EL DÍA DEL FUTURISMO |
"Consideramos desacreditada e impropia de este siglo la hipótesis
de la fusión fraternal de los pueblos y no admitimos más que una higiene para
el mundo: la guerra".
Las severas bóvedas del teatro Chia-rella, de Turín, se estremecieron aquel
día con aseveraciones como ésta. Las enunciaba desde el escenario un hombre
joven, bien parecido, literato discreto, llamado Filippo Tommaso Marinetti.

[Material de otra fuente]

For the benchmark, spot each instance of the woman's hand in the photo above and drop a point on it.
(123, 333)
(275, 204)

Eran, sobre poco más o menos, las mismas que un mes atrás publicara sin pena
ni gloria el diario parisién Le Fígaro
bajo este sonoro epígrafe: Manifiesto
Futurista.
El público milanés escuchaba entre divertido y estupefacto.
— Un automóvil
de carrera —decía el orador— es más hermoso que la Victoria de
Samotracia... Nada hay más bello que el andamiaje de una casa en
construcción... Soñamos con crear algún día nuestro hijo mecánico, fruto de
la libre voluntad, síntesis de todas las leyes, cuyo descubrimiento
precipitará la ciencia...
La perorata, un mazazo sobre todas las formas tradicionales de expresión —
arquitectura, literatura, cine, música, teatro,
etc.— acabó con la paciencia de buena parte del auditorio. Lo que había
empezado entre sonrisas derivó en silbidos y culminó en un zipizape tal de
garrotazos que se hizo precisa la intervención de la fuerza pública para
sofocarlo. De cualquier modo, el germen de la deshumanización del arte estaba
echado. Aquel día, las nueve musas del Helicón temblaron en sus pedestales. Y
el temblor, a decir verdad, perdura todavía.